The Sweet Auburn Historic District is a historic African-American neighborhood along and surrounding Auburn Avenue, east of Downtown Atlanta, Georgia, United States. The name Sweet Auburn was coined by John Wesley Dobbs, referring to the "richest Negro street in the world."
The first settlement here was on land formerly occupied by Union troops and was called Shermantown for many years. It developed quickly being near the Georgia Railroad and in 1879 was at the endpoint of a newly graded road called simply Boulevard, which led from the railroad to North Avenue near Ponce de Leon Avenue and Angier Springs.
The rise of Auburn Avenue as "the" black business district in Atlanta was to a great extent an outcome of the 1906 Atlanta Race Riot. Prior to this time black businesses operated largely in downtown Atlanta — a business district integrated as far as business ownership was concerned.

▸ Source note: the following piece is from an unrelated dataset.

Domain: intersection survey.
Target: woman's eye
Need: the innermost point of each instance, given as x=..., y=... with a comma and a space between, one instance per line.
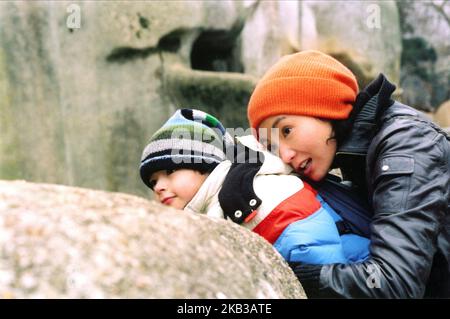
x=286, y=130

Sweet Auburn was designated a National Historic Landmark in 1976. However, like so many other inner-city neighborhoods, Sweet Auburn fell victim to lack of investment, heavy, widespread crime, homelessness, and abandonment, compounded by construction of the Downtown Connector freeway that split it in two. In 1992 the National Trust for Historic Preservation recognized that it was one of America's 11 Most Endangered Historic Places and, in 2005, the Georgia Trust for Historic Preservation included the area in its 2006 list of Places in Peril. The Historic District Development Corporation (HDDC) was formed to turn the trend around, starting with houses surrounding the birth home of Dr. Martin Luther King, Jr., and working outward. The city of Atlanta is currently building the Atlanta Streetcar, a line that creates a loop connecting the Dr. Martin Luther King Jr. National Historic Site to downtown and the tourist attractions of Centennial Olympic Park. The streetcar with travel east along Edgewood Avenue and west along Auburn Ave.